Pertanyaan Sang Alpha membuat Ranya tersadar dari lamunannya. Ia menatap tajam Xander sebelum akhirnya Ranya lebih memilih membuang muka dibanding menatap wajah tampan itu lama-lama.
"Kau benar-benar marah?" tanya Xander sekali lagi.
Ranya mendengus. "Kau pikir saja sendiri!" ujarnya sinis lalu membalikkan tubuhnya, kembali menggerakkan kakinya menuju kasur. Untuk sesaat, Ranya merutuki kakinya yang lama sekali pulih hingga membuatnya sedikit kesusahan untuk berjalan.
Ranya memekik tertahan kala merasakan tubuhnya melayang di atas udara. Ia menatap sinis lelaki di hadapannya. Ya, siapa lagi kalau bukan Xander, Sang Alpha. Lelaki tampan itu menggendong Ranya lalu membaringkannya ke atas kasur.
"Maafkan aku. Kemarin ada sedikit masalah hingga aku tidak bisa menepati janjiku."
Sedikit masalah? Kerutan tercetak jelas di dahinya. Ingin rasanya Ranya bertanya, tetapi ia sadar, dirinya bukan siapa-siapa di sini. Ranya memaksakan sebuah senyuman tipis di bibirnya. "Ya sudahlah, tidak apa."

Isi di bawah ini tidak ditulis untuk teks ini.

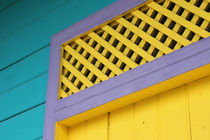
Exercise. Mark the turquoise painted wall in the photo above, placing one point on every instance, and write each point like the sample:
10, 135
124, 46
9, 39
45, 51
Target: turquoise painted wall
26, 27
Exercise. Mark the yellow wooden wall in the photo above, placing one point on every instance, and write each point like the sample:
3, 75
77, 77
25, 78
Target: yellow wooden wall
179, 114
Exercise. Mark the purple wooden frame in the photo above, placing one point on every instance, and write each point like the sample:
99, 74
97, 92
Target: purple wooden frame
186, 59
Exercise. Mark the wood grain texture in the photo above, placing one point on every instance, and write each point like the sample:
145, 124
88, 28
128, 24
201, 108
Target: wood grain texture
39, 33
16, 17
25, 70
23, 97
26, 126
180, 113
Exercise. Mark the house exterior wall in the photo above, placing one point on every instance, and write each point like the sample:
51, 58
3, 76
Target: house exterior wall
26, 28
180, 113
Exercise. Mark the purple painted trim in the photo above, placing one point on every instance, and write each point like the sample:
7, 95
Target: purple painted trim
80, 27
98, 18
52, 91
154, 72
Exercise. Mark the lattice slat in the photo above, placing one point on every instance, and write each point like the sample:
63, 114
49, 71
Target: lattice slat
147, 32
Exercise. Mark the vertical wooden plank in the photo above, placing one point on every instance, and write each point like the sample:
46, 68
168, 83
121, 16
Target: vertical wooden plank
121, 124
61, 132
199, 99
145, 121
96, 129
173, 115
77, 132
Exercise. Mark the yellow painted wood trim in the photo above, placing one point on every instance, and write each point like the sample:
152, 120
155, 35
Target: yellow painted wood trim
112, 49
163, 28
89, 65
69, 84
139, 95
86, 81
61, 132
179, 19
145, 36
193, 9
128, 43
100, 57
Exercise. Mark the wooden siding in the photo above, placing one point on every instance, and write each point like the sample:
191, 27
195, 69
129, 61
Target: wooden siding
180, 113
26, 28
140, 35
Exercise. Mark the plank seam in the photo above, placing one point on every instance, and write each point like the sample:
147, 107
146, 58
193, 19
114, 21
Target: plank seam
1, 121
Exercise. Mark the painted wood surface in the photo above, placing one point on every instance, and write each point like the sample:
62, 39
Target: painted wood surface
26, 126
44, 27
4, 4
25, 70
25, 34
180, 113
23, 97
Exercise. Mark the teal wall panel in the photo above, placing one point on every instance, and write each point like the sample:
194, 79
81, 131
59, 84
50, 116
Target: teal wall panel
39, 33
4, 4
24, 70
26, 28
23, 97
26, 126
26, 12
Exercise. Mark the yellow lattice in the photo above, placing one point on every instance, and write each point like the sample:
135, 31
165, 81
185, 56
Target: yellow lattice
144, 34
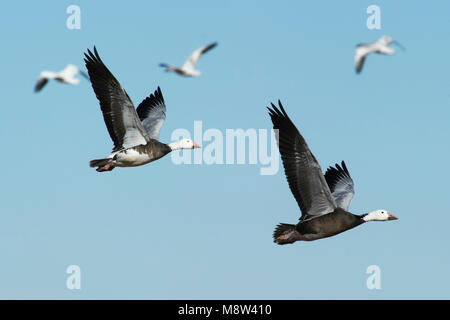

Tubuh Ranya menegang seketika mendapatkan elusan lembut pada rambutnya. Ia mendongakkan kepalanya, matanya bertabrakan dengan bola mata biru milik lelaki itu. Seakan terperangkap dalam indahnya bola mata itu, Ranya tak bisa mengalihkan perhatiannya.
"Bagaimana jika sebagai gantinya, aku membawamu berkeliling hari ini, hm?"
Ranya berdeham lalu mengangguk. Bibirnya terlalu kaku bahkan sekadar untuk menjawab. Ranya mengembuskan napas lega ketika lelaki itu menjauhkan tubuhnya.
"Bersiaplah, aku akan kembali satu jam lagi." Xander memberikan senyuman tipis sebelum berjalan keluar dari kamarnya.
"Sialan, lelaki itu sangat tampan," umpat Ranya dalam hati.